11 comments

  • yarg 11 hours ago

    Ranked choice voting seems like the most reasonable choice - the current FPP system lends itself to strategic voting and a two-party system with increasingly polarised parties.

    Ranked choice allows for a middle ground to form independently of the parties at the outer fringes - it doesn't necessarily mean the centre wins, but it does exist and have a chance.

  • sambapa 9 hours ago

    What if people democratically choose antidemocracy?

  • metalman 2 hours ago

    partisan animosity,which means the duopoly is uncomfortable for the beurocrats there is no democracy to have an attitude about I vote with my feet and my wallet,plus grind back at whichever beurocracy is making missery personal

  • ahdhfjfnfjf 9 hours ago

    Almost entirely democratic societies always end up fragmented like America. This was known in Plato’s time.

    Unfortunately the propaganda pushers these days get to publish articles on “science.org”, trying to convince us the system is fundamentally sound - we just need some tweaks.

  • h2odragon 10 hours ago

    Its "Pray the Populism Away" conversion therapy.

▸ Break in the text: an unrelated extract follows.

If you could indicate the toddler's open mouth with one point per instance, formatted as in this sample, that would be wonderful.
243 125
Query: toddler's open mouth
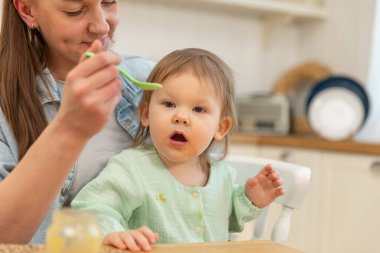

    • FooBarBizBazz 9 hours ago

      It depends what one means by "populism". If you include Bernie-style politics as "populist" along with the Trump variety, then polarization and an inability to find commonality are the things that frustrate populist goals: They are what keep the horseshoe split.

  • 11 hours ago
    [deleted]
  • caekislove 9 hours ago

    "Efficacious strategies for reducing support for undemocratic practices included correcting misperceptions of rival partisans’ views and highlighting the risk of democratic collapse. "

    In other words, gaslighting and threats.